P-au-P, 15 mars 2021 [AlterPresse] --- Le secrétariat général de la présidence de facto déclare trois journées de deuil national, allant du lundi 15 au mercredi 17 mars 2021, sur toute l’étendue du territoire, à la mémoire des six (6) policiers nationaux, assassinés, le vendredi 12 mars 2021, lors d’une opération ratée dans le quartier de Village de Dieu (vers le sud de la capitale, Port-au-Prince), apprend l’agence en ligne AlterPresse.

Les drapeaux seront mis en berne sur tous les édifices publics pour honorer la mémoire des 6 policiers nationaux (Stanley Eugène, Ariel Poulard, Georges Renoit, Georges Vivender Alexis, Wislet Désilus, Lucdor Pierre décédé de ses blessures à l’hôpital), tués lors de cette opération policière, souligne une note de presse, dont a pris connaissance l’agence en ligne AlterPresse.

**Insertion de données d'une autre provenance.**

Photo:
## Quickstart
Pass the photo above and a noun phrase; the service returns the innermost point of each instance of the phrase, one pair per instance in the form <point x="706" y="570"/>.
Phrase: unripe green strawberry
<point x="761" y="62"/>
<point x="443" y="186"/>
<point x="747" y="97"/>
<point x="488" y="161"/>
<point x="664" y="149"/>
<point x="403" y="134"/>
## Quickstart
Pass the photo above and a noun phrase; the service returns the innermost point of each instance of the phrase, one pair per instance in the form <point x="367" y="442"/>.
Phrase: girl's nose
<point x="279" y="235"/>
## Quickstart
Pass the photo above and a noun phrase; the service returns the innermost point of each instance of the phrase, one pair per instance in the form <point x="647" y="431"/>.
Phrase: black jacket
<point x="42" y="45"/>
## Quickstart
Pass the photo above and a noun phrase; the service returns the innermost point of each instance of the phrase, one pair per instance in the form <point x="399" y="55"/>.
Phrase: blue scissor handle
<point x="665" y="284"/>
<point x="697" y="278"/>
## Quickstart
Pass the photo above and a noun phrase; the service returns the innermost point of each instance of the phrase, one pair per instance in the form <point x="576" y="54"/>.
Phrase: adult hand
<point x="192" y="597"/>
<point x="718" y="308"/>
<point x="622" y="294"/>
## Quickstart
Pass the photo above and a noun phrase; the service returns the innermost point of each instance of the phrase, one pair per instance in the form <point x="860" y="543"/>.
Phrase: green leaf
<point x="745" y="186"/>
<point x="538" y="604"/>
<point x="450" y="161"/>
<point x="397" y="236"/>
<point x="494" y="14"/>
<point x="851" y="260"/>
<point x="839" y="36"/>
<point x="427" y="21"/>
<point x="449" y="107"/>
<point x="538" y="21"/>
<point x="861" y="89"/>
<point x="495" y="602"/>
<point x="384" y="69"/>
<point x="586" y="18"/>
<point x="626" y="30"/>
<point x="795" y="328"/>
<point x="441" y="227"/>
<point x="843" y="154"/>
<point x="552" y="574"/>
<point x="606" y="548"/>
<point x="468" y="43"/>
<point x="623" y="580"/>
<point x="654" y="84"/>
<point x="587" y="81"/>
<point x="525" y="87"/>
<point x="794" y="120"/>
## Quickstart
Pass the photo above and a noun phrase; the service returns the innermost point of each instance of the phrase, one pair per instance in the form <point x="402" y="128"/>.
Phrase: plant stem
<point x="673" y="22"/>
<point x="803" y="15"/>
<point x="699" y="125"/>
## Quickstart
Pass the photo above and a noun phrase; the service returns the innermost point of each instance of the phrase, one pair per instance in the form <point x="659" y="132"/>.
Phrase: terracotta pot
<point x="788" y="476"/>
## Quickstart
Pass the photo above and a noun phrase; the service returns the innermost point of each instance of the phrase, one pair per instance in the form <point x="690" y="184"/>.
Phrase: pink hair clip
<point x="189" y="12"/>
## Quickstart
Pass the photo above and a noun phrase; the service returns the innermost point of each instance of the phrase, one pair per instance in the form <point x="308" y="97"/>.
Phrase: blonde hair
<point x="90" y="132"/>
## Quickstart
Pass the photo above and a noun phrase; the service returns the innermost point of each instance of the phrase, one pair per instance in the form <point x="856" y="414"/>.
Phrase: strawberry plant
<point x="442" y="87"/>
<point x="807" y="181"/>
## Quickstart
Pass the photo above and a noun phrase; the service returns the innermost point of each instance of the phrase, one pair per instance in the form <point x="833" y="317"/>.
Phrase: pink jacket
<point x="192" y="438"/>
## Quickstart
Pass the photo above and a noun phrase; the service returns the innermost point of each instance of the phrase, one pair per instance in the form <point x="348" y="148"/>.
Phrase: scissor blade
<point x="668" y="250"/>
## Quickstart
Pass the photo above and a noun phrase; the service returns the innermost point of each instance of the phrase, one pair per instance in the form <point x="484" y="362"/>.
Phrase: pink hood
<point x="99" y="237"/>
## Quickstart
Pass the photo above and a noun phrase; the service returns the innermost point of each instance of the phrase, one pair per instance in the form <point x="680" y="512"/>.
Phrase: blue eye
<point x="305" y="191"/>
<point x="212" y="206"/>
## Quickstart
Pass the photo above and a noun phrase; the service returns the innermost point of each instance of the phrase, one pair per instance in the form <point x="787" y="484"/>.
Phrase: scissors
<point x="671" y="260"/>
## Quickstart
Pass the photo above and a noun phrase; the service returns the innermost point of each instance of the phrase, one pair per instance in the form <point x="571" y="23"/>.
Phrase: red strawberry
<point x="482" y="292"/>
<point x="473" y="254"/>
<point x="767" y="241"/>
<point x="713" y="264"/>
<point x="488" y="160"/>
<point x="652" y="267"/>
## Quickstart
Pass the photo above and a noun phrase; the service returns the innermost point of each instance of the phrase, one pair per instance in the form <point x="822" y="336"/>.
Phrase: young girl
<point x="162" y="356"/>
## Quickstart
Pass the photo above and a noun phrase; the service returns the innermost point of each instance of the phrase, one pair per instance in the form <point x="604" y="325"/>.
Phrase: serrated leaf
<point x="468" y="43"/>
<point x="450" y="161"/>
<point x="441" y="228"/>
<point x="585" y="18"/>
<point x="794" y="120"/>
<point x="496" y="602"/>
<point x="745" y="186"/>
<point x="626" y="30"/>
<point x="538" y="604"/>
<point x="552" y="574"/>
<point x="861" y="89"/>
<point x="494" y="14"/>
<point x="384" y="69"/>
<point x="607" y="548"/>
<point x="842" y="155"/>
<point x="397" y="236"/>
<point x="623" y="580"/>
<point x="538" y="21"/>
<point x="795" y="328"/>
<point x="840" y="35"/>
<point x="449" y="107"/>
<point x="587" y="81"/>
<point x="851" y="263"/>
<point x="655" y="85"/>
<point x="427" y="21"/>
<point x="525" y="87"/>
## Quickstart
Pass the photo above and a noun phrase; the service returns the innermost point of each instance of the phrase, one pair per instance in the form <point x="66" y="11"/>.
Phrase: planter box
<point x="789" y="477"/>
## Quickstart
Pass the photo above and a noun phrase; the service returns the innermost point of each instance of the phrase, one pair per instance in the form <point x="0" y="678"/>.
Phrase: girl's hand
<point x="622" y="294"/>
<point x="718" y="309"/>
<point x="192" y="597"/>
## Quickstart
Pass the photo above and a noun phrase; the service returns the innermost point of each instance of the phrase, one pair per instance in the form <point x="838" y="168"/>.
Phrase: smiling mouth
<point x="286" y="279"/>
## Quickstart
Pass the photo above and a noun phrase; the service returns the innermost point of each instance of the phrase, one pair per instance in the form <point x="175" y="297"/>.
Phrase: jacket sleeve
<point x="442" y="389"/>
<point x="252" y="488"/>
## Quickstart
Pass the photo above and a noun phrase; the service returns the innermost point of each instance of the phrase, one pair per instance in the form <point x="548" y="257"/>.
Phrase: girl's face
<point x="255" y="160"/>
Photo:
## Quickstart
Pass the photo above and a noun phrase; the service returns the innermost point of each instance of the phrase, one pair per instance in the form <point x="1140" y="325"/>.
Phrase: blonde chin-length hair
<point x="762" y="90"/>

Cette intervention de l’institution policière visait à rétablir l’ordre, assurer la sécurité des vies et des biens de nos compatriotes, combattre la criminalité et le kidnapping, selon la note.

Ces policiers sont issus des unités de police, dénommées Groupe d’intervention de la Police nationale d’Haïti (Gipnh) connu sous le nom de « Special weapon and tactic » (Swat) et Brigade d’opération et d’intervention départementale (Boid).

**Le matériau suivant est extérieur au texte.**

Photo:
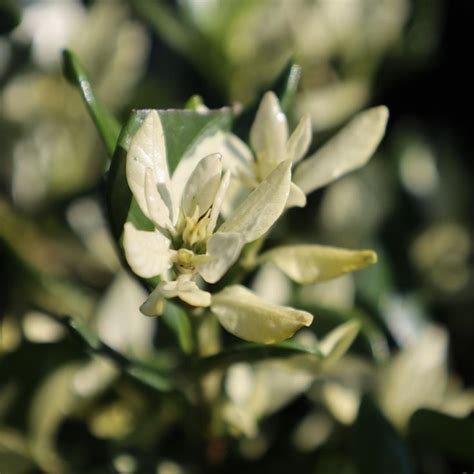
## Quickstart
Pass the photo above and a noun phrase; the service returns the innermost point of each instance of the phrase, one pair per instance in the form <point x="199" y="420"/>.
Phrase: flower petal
<point x="202" y="185"/>
<point x="269" y="134"/>
<point x="158" y="211"/>
<point x="296" y="198"/>
<point x="154" y="304"/>
<point x="223" y="250"/>
<point x="186" y="290"/>
<point x="147" y="253"/>
<point x="315" y="263"/>
<point x="218" y="202"/>
<point x="348" y="150"/>
<point x="249" y="317"/>
<point x="299" y="141"/>
<point x="182" y="288"/>
<point x="263" y="206"/>
<point x="236" y="157"/>
<point x="147" y="150"/>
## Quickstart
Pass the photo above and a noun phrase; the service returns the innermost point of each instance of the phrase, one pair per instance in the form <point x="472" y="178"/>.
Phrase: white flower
<point x="272" y="144"/>
<point x="186" y="241"/>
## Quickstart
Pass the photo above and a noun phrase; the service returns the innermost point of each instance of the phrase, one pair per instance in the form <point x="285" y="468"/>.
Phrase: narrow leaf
<point x="106" y="124"/>
<point x="378" y="447"/>
<point x="253" y="353"/>
<point x="178" y="321"/>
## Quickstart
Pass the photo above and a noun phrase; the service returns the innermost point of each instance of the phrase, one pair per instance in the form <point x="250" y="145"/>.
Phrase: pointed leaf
<point x="106" y="124"/>
<point x="378" y="447"/>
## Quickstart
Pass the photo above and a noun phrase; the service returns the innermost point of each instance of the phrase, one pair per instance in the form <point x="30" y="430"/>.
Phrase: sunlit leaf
<point x="284" y="86"/>
<point x="377" y="446"/>
<point x="106" y="124"/>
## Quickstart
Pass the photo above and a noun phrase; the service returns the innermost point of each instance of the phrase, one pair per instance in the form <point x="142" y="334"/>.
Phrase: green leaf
<point x="253" y="353"/>
<point x="15" y="455"/>
<point x="178" y="321"/>
<point x="378" y="447"/>
<point x="182" y="129"/>
<point x="106" y="124"/>
<point x="150" y="376"/>
<point x="370" y="333"/>
<point x="453" y="436"/>
<point x="285" y="87"/>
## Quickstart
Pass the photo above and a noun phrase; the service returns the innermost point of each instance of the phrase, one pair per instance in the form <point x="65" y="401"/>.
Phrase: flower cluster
<point x="189" y="243"/>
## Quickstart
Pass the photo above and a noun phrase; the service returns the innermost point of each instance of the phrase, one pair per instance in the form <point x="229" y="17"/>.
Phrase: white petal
<point x="223" y="250"/>
<point x="314" y="263"/>
<point x="338" y="341"/>
<point x="249" y="317"/>
<point x="154" y="304"/>
<point x="269" y="134"/>
<point x="202" y="185"/>
<point x="182" y="288"/>
<point x="263" y="206"/>
<point x="147" y="150"/>
<point x="186" y="290"/>
<point x="236" y="157"/>
<point x="158" y="211"/>
<point x="218" y="201"/>
<point x="299" y="141"/>
<point x="297" y="198"/>
<point x="350" y="149"/>
<point x="147" y="253"/>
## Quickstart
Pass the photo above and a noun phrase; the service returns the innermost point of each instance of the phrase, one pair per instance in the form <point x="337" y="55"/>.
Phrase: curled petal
<point x="263" y="206"/>
<point x="147" y="150"/>
<point x="223" y="250"/>
<point x="299" y="141"/>
<point x="202" y="185"/>
<point x="296" y="198"/>
<point x="182" y="288"/>
<point x="249" y="317"/>
<point x="158" y="211"/>
<point x="269" y="134"/>
<point x="218" y="202"/>
<point x="307" y="264"/>
<point x="348" y="150"/>
<point x="147" y="253"/>
<point x="236" y="157"/>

Le président de facto Jovenel Moïse, dont le mandat constitutionnel a pris fin depuis le dimanche 7 février 2021, indique avoir sollicité, de l’Organisation des États américains (Oea), dans un entretien avec le secrétaire général de l’Oea, l’Uruguayen Luis Almagro, un support technique à la Police nationale d’Haïti (Pnh), afin de lutter efficacement contre le banditisme et le terrorisme, dans un tweet publié le lundi 15 mars 2021.

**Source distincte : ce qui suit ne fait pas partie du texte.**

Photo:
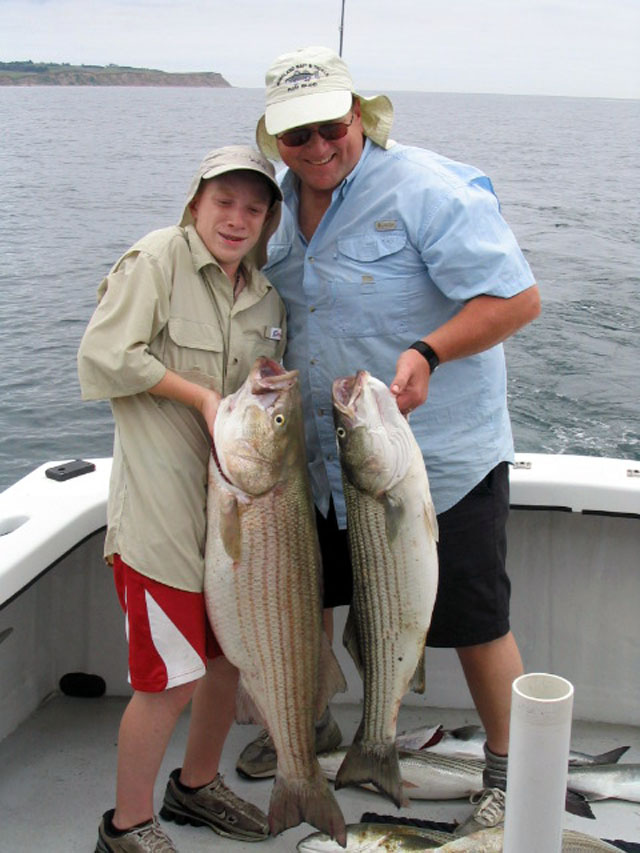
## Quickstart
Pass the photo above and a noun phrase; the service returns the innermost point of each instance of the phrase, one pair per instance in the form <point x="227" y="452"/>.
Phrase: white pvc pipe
<point x="539" y="743"/>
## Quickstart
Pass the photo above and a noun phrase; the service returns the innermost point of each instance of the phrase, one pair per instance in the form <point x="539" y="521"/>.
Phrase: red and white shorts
<point x="169" y="634"/>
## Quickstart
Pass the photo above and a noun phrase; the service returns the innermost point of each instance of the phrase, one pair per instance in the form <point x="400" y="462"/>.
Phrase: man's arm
<point x="483" y="322"/>
<point x="175" y="387"/>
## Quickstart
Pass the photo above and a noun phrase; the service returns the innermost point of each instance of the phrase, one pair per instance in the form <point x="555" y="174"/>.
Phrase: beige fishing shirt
<point x="166" y="304"/>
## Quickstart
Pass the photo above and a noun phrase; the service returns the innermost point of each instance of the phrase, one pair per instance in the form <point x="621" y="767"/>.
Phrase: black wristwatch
<point x="428" y="353"/>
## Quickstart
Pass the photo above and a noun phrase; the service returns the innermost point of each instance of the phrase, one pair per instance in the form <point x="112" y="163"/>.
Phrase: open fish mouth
<point x="346" y="392"/>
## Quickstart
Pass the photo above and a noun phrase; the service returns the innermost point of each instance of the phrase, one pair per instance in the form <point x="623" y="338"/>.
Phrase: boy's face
<point x="229" y="213"/>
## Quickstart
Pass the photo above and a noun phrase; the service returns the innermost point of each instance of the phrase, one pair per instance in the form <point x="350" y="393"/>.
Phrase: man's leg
<point x="490" y="670"/>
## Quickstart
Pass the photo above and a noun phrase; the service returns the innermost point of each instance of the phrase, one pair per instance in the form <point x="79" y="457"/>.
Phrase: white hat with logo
<point x="314" y="85"/>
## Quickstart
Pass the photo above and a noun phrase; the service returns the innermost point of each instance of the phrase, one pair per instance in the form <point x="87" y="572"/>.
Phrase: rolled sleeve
<point x="114" y="358"/>
<point x="470" y="250"/>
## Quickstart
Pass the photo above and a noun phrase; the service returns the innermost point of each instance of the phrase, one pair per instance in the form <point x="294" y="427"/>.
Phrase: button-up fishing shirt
<point x="167" y="304"/>
<point x="408" y="238"/>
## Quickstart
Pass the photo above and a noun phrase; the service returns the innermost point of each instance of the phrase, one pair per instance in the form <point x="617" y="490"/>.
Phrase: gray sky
<point x="549" y="47"/>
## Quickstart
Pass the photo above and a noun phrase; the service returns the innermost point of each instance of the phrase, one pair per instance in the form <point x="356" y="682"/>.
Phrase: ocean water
<point x="84" y="172"/>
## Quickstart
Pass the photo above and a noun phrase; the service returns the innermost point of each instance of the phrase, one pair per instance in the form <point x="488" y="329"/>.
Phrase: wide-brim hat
<point x="234" y="158"/>
<point x="314" y="85"/>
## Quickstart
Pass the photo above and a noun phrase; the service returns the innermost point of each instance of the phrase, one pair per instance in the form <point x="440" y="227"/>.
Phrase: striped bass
<point x="425" y="775"/>
<point x="392" y="531"/>
<point x="468" y="742"/>
<point x="262" y="586"/>
<point x="606" y="781"/>
<point x="381" y="837"/>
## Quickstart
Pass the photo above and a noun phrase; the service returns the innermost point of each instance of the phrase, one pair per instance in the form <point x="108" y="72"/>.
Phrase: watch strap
<point x="427" y="352"/>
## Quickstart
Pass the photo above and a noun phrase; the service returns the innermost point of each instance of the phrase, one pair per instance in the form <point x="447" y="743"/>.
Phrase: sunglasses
<point x="331" y="131"/>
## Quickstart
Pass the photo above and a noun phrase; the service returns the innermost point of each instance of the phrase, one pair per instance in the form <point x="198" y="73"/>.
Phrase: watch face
<point x="428" y="354"/>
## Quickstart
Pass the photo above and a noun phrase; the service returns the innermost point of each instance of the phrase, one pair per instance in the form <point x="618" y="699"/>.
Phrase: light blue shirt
<point x="409" y="237"/>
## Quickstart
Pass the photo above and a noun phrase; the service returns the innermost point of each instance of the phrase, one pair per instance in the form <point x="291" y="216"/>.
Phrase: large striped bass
<point x="392" y="531"/>
<point x="262" y="586"/>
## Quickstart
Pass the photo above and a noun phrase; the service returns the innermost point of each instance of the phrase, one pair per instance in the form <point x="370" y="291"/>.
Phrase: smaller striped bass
<point x="606" y="781"/>
<point x="468" y="741"/>
<point x="392" y="529"/>
<point x="425" y="775"/>
<point x="390" y="838"/>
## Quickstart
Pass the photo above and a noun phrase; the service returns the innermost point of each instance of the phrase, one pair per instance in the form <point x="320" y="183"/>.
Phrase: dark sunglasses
<point x="301" y="135"/>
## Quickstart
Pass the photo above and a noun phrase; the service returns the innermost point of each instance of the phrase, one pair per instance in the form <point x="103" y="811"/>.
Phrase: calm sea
<point x="86" y="171"/>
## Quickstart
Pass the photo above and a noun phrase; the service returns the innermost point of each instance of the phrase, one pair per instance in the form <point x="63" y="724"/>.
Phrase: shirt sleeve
<point x="114" y="359"/>
<point x="470" y="250"/>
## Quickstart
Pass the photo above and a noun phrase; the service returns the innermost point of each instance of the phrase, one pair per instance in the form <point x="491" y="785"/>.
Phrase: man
<point x="398" y="260"/>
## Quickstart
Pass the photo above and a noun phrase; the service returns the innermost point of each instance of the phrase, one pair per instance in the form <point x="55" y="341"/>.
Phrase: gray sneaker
<point x="215" y="806"/>
<point x="145" y="838"/>
<point x="489" y="811"/>
<point x="258" y="759"/>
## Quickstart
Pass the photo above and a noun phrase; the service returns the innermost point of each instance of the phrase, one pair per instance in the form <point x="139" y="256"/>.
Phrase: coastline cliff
<point x="62" y="74"/>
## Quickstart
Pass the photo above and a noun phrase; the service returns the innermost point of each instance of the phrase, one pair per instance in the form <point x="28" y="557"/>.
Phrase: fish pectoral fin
<point x="331" y="679"/>
<point x="246" y="709"/>
<point x="576" y="803"/>
<point x="351" y="643"/>
<point x="230" y="533"/>
<point x="430" y="516"/>
<point x="418" y="682"/>
<point x="394" y="512"/>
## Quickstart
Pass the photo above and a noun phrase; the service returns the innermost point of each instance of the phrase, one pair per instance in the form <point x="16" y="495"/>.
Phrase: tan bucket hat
<point x="314" y="85"/>
<point x="234" y="158"/>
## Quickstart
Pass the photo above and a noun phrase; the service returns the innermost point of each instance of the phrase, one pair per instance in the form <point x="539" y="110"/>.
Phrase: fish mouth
<point x="269" y="377"/>
<point x="347" y="390"/>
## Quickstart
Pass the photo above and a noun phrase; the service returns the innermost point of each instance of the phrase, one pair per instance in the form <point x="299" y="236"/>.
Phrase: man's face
<point x="229" y="213"/>
<point x="322" y="164"/>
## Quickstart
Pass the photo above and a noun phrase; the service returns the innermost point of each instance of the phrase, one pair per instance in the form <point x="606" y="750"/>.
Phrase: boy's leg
<point x="212" y="713"/>
<point x="145" y="729"/>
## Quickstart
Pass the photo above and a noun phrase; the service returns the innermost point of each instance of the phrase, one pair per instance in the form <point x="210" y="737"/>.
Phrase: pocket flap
<point x="194" y="335"/>
<point x="370" y="247"/>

Les membres du Conseil supérieur de la Police nationale (Cspn) se sont réunis pour faire la lumière sur l’opération policière ratée du 12 mars 2021, à Village de Dieu, et fixer les responsabilités de tout un chacun, dans un rapport d’enquête, selon un tweet, en date du 14 mars 2021, du premier ministre de facto Joseph Jouthe.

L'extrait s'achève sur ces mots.